La décrétale d’Innocent III n’ordonne des visites de matrone qu’à l’égard de la femme que son mari a déclaré en justice être trop étroite pour le recevoir. C’est peut-être pour cette raison que la loi n’est pas en vigueur.

Honorius III ordonne qu’une femme qui se plaindra de l’impuissance du mari demeurera huit ans avec lui jusqu’à divorce.

On n’y fit pas tant de façon pour déclarer le roi de Castille Henri IV impuissant, dans le temps qu’il était entouré de maîtresses, et qu’il avait de sa femme une fille héritière de son royaume. Mais ce fut l’archevêque de Tolède qui prononça cet arrêt : le pape ne s’en mêla pas.
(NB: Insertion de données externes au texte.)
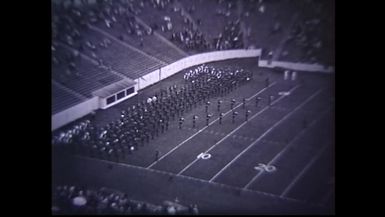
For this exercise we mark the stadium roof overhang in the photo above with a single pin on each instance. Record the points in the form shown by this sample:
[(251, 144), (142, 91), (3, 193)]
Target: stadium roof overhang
[(114, 88)]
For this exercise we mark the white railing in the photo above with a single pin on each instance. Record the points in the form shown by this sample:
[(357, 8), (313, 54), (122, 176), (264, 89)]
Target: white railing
[(84, 108)]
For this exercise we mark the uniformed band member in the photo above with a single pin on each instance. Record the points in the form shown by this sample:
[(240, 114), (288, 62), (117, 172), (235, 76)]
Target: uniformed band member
[(234, 114), (156, 155), (181, 119), (220, 117), (267, 82), (219, 105), (151, 115), (304, 123), (271, 98), (194, 120), (232, 103), (247, 114), (257, 100), (207, 119), (207, 106)]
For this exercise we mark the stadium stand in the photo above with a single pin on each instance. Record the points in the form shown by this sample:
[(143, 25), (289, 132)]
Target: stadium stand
[(62, 98), (69, 199)]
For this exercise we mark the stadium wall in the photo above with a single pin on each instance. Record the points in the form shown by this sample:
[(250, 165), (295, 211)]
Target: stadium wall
[(193, 60), (66, 116), (296, 66)]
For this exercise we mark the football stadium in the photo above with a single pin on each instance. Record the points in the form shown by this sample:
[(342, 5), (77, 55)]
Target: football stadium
[(193, 107)]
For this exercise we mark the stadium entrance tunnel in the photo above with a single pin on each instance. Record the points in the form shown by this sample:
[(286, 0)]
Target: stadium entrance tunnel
[(115, 93)]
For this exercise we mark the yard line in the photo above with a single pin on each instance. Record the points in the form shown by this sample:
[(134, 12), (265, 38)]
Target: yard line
[(202, 181), (264, 134), (290, 186), (192, 136), (236, 129), (285, 149)]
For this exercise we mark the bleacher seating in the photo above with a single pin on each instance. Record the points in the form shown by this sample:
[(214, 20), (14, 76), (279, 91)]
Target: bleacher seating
[(62, 99), (87, 78)]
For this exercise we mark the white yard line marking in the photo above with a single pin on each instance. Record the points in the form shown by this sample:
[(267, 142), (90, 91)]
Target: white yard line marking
[(290, 186), (276, 157), (236, 129), (202, 181), (192, 136), (264, 134)]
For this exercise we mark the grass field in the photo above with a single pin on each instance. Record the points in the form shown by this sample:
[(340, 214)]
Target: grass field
[(299, 178)]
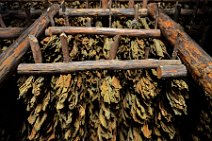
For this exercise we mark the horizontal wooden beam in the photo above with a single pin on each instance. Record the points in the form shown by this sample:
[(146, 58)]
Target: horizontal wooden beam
[(181, 1), (171, 71), (103, 31), (10, 32), (10, 59), (103, 12), (196, 60), (51, 68), (21, 13)]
On ne traita pas moins mal Alfonse, roi de Portugal, au milieu du xviie siècle. Ce prince n’était connu que par sa férocité, ses débauches, et sa force de corps prodigieuse. L’excès de ses fureurs révolta la nation. La reine sa femme, princesse de Nemours, qui voulait le détrôner et épouser l’infant don Pedro son frère, sentit combien il serait difficile d’épouser les deux frères l’un après l’autre, après avoir couché publiquement avec l’aîné. L’exemple de Henri VIII d’Angleterre l’intimidait ; elle prit le parti de faire déclarer son mari impuissant par le chapitre de la cathédrale de Lisbonne, en 1667 ; après quoi elle épousa au plus vite son beau-frère, avant même d’obtenir une dispense du pape.

La plus grande épreuve à laquelle on ait mis les gens accusés d’impuissance a été le congrès. Le président Bouhier prétend que ce combat en champ clos fut imaginé, en France, au xive siècle. Il est sûr qu’il n’a jamais été connu qu’en France.

Cette épreuve, dont on a fait tant de bruit, n’était point ce qu’on imagine. On se persuade que les deux époux procédaient, s’ils pouvaient, au devoir matrimonial sous les yeux des médecins, chirurgiens et sages-femmes ; mais non, ils étaient dans leur lit à l’ordinaire, les rideaux fermés ; les inspecteurs, retirés dans un cabinet voisin, n’étaient appelés qu’après la victoire ou la défaite du mari. Ainsi ce n’était au fond qu’une visite de la femme dans le moment le plus propre à juger l’état de la question. Il est vrai qu’un mari vigoureux pouvait combattre et vaincre en présence de témoins ; mais peu avaient ce courage.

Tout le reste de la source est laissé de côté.